Click here to watch Jean Kwok reading an extract from Girl in Translation.

I was born with a talent. Not for dance, or comedy, or anything so delightful. I’ve always had a knack for school. Everything that was taught there, I could learn: quickly and without too much effort. It was as if school were a vast machine and I a cog perfectly formed to fit in it. This is not to say that my education was always easy for me. When Ma and I moved to the U.S., I spoke only a few words of English, and for a very long time, I struggled.

There’s a Chinese saying that the fates are winds that blow through our lives from every angle, urging us along the paths of time. Those who are strong-willed may fight the storm and possibly choose their own road, while the weak must go where they are blown. I say I have not been so much pushed by winds as pulled forward by the force of my decisions. And all the while, I have longed for that which I could not have. At the time when it seemed that everything I’d ever wanted was finally within reach, I made a decision that changed the trajectory of the rest of my life.

From my position outside the window of the bridal shop now, I can see the little girl sitting quietly at the mannequin’s feet, eyes shut, the heavy folds of falling fabric closing her in, and I think, This isn’t the life I wanted for my child. I know how it will go: she already spends all of her time after school at the shop, helping with small tasks like sorting beads; later, she will learn to sew by hand and then on the machines until, finally, she can take over some of the embroidery and finishing work, and then she too will spend her days and weekends bent over the unending yards of fabric. For her, there will be no playing at friends’ houses, no swimming lessons, no summers at the beach, not much of anything at all except for the unrelenting rhythm of the sewing needle.

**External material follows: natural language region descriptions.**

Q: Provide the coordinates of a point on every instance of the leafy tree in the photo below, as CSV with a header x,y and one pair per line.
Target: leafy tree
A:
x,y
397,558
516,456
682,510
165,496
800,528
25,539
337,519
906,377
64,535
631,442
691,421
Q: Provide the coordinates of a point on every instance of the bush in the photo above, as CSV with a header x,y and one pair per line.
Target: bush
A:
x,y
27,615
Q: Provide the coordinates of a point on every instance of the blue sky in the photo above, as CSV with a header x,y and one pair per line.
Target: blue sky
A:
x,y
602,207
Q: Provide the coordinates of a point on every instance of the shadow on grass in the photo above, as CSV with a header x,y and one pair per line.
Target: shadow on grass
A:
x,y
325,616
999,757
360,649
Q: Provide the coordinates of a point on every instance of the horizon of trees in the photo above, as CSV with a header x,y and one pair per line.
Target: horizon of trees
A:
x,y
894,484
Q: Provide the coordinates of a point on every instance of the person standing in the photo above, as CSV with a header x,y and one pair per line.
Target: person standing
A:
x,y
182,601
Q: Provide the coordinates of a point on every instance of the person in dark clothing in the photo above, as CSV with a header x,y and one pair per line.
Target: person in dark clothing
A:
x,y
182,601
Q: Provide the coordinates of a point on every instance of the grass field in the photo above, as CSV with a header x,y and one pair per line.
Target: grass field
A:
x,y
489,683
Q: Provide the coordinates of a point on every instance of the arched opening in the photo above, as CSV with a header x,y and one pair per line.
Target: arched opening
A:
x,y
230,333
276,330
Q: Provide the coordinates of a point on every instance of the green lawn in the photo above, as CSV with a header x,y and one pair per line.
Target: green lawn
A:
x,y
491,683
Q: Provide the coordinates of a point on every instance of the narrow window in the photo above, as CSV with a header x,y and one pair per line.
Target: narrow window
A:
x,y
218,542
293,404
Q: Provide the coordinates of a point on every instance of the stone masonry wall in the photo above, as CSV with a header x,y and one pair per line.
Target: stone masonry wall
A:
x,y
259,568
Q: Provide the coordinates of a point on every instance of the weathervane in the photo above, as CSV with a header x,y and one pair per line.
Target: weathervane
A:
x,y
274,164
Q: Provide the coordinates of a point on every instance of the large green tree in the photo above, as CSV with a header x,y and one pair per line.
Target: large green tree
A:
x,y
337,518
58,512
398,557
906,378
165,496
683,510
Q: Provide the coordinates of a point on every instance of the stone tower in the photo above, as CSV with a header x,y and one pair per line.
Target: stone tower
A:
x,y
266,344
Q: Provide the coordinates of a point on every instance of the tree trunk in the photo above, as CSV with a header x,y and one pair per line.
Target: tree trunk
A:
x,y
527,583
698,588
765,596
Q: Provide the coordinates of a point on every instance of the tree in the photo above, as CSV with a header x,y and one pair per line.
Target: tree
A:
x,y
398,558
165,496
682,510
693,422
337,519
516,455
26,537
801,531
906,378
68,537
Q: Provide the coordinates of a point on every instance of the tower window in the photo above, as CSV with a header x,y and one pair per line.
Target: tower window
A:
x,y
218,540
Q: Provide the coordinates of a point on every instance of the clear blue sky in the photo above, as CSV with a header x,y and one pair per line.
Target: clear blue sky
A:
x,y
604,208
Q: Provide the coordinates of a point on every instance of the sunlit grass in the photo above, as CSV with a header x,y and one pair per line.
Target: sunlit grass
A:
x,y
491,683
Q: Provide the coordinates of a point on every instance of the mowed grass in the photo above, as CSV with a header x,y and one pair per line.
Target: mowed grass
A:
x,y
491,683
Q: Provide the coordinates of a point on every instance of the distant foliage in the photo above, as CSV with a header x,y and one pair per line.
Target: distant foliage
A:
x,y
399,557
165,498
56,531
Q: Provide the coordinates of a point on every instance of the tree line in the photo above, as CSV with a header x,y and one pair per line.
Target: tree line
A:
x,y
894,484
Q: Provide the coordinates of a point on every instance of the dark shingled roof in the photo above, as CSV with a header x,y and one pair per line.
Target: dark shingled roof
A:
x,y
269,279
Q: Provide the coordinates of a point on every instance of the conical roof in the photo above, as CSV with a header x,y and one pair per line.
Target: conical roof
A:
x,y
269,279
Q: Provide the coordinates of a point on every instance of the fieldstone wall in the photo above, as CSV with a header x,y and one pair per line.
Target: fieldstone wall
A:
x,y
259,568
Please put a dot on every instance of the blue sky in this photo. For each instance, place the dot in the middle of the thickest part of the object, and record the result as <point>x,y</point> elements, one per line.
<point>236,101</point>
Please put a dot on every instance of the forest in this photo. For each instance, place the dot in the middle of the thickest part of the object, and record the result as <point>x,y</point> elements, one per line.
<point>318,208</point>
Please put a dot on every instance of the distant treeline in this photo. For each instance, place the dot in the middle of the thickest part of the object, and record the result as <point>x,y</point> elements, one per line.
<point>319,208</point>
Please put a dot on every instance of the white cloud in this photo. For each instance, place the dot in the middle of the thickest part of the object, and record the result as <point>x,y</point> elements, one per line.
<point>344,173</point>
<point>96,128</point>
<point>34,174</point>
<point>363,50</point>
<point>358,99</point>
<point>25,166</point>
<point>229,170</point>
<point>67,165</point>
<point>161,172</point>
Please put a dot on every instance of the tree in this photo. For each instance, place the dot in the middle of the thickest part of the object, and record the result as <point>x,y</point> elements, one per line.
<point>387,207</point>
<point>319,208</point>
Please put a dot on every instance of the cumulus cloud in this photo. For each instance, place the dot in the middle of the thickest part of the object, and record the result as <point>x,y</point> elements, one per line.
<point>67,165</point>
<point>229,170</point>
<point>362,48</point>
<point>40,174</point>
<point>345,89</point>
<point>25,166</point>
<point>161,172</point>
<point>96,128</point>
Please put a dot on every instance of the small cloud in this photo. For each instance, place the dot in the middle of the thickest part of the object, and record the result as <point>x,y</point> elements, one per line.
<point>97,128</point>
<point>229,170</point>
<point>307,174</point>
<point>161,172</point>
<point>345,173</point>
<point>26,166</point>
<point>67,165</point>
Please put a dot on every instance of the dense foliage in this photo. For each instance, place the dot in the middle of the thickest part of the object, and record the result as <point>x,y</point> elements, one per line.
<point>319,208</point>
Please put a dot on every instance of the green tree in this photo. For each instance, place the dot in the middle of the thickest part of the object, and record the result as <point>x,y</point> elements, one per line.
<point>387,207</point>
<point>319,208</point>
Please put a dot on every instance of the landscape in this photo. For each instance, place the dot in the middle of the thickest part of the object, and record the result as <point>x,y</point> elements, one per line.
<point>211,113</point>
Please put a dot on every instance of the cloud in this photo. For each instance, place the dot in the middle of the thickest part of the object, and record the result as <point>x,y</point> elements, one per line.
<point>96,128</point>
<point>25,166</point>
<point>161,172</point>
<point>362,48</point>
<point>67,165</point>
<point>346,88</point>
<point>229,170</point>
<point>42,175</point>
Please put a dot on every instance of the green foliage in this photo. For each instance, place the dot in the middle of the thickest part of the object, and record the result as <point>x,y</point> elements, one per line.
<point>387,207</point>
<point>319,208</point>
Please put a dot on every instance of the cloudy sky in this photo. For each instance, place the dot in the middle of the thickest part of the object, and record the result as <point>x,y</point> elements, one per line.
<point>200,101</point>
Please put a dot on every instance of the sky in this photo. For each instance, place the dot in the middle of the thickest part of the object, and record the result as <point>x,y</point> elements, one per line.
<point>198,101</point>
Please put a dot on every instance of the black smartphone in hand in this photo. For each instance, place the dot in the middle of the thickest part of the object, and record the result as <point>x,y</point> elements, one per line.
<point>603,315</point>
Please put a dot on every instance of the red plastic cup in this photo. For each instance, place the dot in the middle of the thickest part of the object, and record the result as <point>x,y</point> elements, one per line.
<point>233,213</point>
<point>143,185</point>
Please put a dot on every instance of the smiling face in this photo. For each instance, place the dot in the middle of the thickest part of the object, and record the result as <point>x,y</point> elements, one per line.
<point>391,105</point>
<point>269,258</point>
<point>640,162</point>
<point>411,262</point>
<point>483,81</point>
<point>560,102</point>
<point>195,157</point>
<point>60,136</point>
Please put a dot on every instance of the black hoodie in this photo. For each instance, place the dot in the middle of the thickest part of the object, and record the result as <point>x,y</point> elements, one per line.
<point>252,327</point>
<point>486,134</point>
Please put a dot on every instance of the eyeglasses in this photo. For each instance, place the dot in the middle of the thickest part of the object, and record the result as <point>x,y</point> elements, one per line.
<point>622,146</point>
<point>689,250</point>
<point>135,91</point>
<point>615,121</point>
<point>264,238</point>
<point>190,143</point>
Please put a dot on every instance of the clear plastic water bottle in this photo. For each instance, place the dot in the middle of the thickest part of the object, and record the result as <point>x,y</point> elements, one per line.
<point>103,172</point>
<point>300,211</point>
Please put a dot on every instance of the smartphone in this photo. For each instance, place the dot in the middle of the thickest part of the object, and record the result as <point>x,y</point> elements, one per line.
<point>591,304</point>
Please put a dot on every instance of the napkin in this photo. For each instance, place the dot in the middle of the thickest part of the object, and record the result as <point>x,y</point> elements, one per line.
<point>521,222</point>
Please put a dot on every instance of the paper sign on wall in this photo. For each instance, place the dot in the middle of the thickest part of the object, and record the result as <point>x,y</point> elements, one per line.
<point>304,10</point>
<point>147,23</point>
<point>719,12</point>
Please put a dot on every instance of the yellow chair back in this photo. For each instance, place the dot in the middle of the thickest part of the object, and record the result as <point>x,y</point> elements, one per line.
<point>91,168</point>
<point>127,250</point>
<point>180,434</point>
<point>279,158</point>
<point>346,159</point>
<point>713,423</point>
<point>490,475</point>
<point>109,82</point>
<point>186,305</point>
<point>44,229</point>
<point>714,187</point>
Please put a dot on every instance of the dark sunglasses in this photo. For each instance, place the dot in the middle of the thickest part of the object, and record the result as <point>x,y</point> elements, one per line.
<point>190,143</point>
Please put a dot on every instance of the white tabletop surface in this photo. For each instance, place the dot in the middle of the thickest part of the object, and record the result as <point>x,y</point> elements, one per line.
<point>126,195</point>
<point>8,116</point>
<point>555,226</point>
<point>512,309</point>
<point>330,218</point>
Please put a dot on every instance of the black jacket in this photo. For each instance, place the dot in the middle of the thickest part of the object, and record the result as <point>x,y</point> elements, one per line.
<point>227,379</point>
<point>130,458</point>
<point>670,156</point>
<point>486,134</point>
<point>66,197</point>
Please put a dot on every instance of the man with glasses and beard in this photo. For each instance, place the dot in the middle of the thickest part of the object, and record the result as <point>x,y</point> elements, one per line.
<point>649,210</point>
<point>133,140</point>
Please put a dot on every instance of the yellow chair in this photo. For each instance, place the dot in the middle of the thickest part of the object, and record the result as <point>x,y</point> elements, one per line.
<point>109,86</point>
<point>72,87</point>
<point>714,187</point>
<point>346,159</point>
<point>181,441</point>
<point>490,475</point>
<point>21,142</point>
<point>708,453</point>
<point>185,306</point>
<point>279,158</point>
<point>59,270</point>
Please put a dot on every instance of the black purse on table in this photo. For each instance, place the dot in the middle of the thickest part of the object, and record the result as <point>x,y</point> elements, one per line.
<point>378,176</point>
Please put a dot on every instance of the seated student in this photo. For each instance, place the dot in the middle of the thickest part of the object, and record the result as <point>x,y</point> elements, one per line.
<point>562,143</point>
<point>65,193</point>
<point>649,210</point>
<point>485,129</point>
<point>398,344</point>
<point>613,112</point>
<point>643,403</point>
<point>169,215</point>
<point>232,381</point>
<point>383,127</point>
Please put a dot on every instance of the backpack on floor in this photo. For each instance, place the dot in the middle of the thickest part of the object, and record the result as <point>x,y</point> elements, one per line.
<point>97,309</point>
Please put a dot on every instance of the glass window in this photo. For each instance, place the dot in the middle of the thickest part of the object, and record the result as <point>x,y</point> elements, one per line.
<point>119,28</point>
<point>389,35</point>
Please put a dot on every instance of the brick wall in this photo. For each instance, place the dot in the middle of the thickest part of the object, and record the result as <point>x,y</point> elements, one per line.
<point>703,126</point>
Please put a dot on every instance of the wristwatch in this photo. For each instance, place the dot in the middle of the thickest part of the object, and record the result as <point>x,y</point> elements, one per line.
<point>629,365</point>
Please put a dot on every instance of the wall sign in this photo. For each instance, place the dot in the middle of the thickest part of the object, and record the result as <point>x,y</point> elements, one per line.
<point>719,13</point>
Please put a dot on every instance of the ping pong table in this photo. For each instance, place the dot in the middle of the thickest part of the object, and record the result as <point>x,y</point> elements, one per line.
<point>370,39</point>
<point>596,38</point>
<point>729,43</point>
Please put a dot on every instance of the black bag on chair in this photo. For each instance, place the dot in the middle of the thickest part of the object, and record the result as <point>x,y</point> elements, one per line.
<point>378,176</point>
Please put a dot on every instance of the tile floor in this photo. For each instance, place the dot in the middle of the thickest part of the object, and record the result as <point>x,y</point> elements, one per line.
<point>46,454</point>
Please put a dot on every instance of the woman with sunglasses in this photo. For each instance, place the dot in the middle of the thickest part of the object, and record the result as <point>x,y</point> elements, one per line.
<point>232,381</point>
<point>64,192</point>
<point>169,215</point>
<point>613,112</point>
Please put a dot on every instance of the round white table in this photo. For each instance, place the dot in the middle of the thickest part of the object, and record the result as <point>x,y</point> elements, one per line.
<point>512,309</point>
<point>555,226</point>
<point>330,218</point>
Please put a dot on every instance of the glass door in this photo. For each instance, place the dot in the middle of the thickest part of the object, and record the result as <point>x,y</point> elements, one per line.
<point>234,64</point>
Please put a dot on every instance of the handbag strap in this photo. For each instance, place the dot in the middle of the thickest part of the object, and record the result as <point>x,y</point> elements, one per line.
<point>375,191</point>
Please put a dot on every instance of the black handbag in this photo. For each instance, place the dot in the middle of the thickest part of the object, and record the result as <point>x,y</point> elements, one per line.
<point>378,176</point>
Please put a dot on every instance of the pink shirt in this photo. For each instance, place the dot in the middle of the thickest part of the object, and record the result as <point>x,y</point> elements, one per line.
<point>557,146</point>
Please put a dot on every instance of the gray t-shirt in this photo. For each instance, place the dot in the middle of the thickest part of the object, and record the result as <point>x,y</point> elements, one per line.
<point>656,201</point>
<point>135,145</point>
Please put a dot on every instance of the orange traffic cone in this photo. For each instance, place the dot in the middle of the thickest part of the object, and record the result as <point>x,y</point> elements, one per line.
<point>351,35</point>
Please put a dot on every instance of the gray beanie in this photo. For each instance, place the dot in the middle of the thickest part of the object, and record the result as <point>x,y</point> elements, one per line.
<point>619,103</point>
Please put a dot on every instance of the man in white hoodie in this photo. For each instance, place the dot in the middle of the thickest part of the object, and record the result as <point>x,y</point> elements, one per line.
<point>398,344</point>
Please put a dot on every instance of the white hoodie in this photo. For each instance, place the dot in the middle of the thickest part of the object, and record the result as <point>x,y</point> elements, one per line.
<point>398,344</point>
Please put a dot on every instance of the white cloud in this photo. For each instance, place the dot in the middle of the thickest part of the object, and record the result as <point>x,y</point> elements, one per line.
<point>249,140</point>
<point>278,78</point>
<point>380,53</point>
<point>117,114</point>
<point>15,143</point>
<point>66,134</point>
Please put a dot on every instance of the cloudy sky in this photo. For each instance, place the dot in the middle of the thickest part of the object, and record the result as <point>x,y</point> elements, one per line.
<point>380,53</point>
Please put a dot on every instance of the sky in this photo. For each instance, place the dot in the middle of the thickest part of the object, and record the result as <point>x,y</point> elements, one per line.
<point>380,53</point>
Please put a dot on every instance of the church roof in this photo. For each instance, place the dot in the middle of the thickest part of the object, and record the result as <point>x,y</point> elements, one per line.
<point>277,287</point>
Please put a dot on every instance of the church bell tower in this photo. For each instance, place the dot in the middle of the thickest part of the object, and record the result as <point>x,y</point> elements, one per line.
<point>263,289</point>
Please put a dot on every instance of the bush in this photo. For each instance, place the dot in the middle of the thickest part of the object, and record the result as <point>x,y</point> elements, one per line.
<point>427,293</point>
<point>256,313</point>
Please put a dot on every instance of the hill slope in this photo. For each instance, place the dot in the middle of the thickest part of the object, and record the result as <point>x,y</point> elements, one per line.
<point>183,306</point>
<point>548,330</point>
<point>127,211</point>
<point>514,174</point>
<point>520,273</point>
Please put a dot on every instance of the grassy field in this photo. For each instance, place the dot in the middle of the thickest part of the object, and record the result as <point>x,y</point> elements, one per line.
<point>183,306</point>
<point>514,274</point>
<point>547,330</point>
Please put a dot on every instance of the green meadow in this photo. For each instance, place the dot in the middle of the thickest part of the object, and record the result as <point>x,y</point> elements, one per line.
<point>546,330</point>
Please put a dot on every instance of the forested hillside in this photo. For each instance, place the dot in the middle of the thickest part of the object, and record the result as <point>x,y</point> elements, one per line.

But then we both look up as her father walks in and after all these years and all that’s passed, my heart stirs like a wounded animal in my chest.

Was I ever as beautiful as she? There are almost no pictures of me as a child. We couldn’t afford a camera. The first snapshot taken of me in the U.S. was a school photo, from the year I came to America. I was eleven. There came a moment later in my life when I wanted to move on, and I ripped this picture up. But instead of discarding the pieces, I tucked them away in an envelope.

Recently, I found that envelope and brushed off the dust. I broke open the seal and touched the torn bits of paper inside: here was the tip of an ear, a part of the jaw. My hair had been cut by my mother, unevenly and too short, parted far to the right and swept over my forehead in a boy’s hairstyle. The word PROOF covers much of my face and a part of my blue polyester shirt. We hadn’t been able to pay for the actual photo, so we’d kept this sample they’d sent home.

But when I join the ripped pieces of the photo and put together the puzzle, my eyes still gaze directly at the camera, their hope and ambition clear to all who care to look. If only I’d known.